А тут захожу как-то на перемене в сортир и слышу того Мордовцева наглое ржанье: «А слабо тебе, Прыщ, молодому на коленку нассать. Иль не дотянешься? Или не попадешь?» А сам сидит, курит на подоконнике.
(Там у нас ни кабинок, ни писсуаров не было, и стояли, скрестив струи, как шпаги мушкетерские, когда клялись перед боем, по двое, по трое над каждым унитазом – такие собирались «кружки». Но это была вторая половина Большой перемены, все уже разбежались, и в помещении было пусто).
И Прыщ, дотягиваясь с таким напряжением сил, что из выхлопного отверстия реактивно испускался трубный звук – а может, и что еще, чего снаружи не видно – честно выполнял приказ. А по глазам текли слезы. То ли от натуги, то ли от стыда.
А коленка та принадлежала пятикласснику с красным галстуком, и ему предстояло теперь войти с обоссанной коленкой в свой класс, быть может, уже после звонка, когда девочки все уже сидят, и училка уже у доски. А ответить он не мог не то что тому глумливому жеребцу, что ржал на подоконнике в облаке сизого дыма, но даже и этому ничтожному Прыщу, который для него как-никак старшеклассник.

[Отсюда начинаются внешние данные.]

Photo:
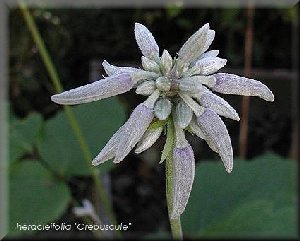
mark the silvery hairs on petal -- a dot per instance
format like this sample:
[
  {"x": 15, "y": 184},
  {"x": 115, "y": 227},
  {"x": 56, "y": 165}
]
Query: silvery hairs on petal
[
  {"x": 98, "y": 90},
  {"x": 183, "y": 177},
  {"x": 183, "y": 114},
  {"x": 234, "y": 84},
  {"x": 209, "y": 54},
  {"x": 113, "y": 70},
  {"x": 198, "y": 132},
  {"x": 216, "y": 133},
  {"x": 209, "y": 65},
  {"x": 148, "y": 139},
  {"x": 218, "y": 104},
  {"x": 146, "y": 41},
  {"x": 162, "y": 109},
  {"x": 196, "y": 45},
  {"x": 108, "y": 152},
  {"x": 136, "y": 126}
]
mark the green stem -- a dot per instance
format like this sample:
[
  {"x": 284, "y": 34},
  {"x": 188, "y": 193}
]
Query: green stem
[
  {"x": 176, "y": 229},
  {"x": 68, "y": 111}
]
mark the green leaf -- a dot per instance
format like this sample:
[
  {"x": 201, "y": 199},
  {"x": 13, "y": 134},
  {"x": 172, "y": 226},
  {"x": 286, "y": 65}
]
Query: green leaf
[
  {"x": 257, "y": 199},
  {"x": 34, "y": 196},
  {"x": 60, "y": 148},
  {"x": 23, "y": 135}
]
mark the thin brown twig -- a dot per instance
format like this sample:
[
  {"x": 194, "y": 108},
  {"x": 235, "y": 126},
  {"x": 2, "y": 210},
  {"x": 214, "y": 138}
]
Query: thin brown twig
[{"x": 243, "y": 141}]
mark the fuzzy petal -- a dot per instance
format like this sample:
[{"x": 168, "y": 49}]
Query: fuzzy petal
[
  {"x": 108, "y": 152},
  {"x": 146, "y": 41},
  {"x": 210, "y": 54},
  {"x": 196, "y": 45},
  {"x": 148, "y": 139},
  {"x": 98, "y": 90},
  {"x": 198, "y": 132},
  {"x": 183, "y": 114},
  {"x": 163, "y": 109},
  {"x": 183, "y": 177},
  {"x": 216, "y": 132},
  {"x": 207, "y": 66},
  {"x": 134, "y": 129},
  {"x": 218, "y": 104},
  {"x": 237, "y": 85},
  {"x": 114, "y": 70}
]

И они с ним, как два жалких гладиатора в Риме, потешали самодовольного хама, патриция.
Тут по всем правилам полагалось бы, прямо над унитазом, отвесить Прыщу по морде – не громиле же Мордовцеву! – но я, прикинув последствия, решил ограничиться разрывом отношений с его шефом. А теперь этот поганый Прыщ, которого я тогда из трусости пожалел, без тени стыда, или хотя бы смущения, клеймит меня с три буны в лучших традициях славного нашего советского народа, карателя и мстителя. А трибуна-то – та самая парта, под которой он на уроках усердно обслуживал своего лощеного шефа.
Интересно, что основного запаха из обычного букета зловония подобных кампаний – запаха антисемитизма, того, что я в избытке нанюхался потом, да и раньше, во дворе – этого в том почтенном собрании почему-то не чувствовалось. Не поступило, вероятно, сверху соответствующее «фас».
Тогда групповой, погромный антисемитизм «стихийно» возникал в нашем народе лишь по команде, а в то конкретное время команды такой не было. Идеологический паровоз был пущен тогда по рельсам не национал-, а социал-патриотизма. А национальное поле отдыхало от буйного урожая послевоенных лет, когда увидели, что Гитлер нас таки не добил, и надо бы доделать дело.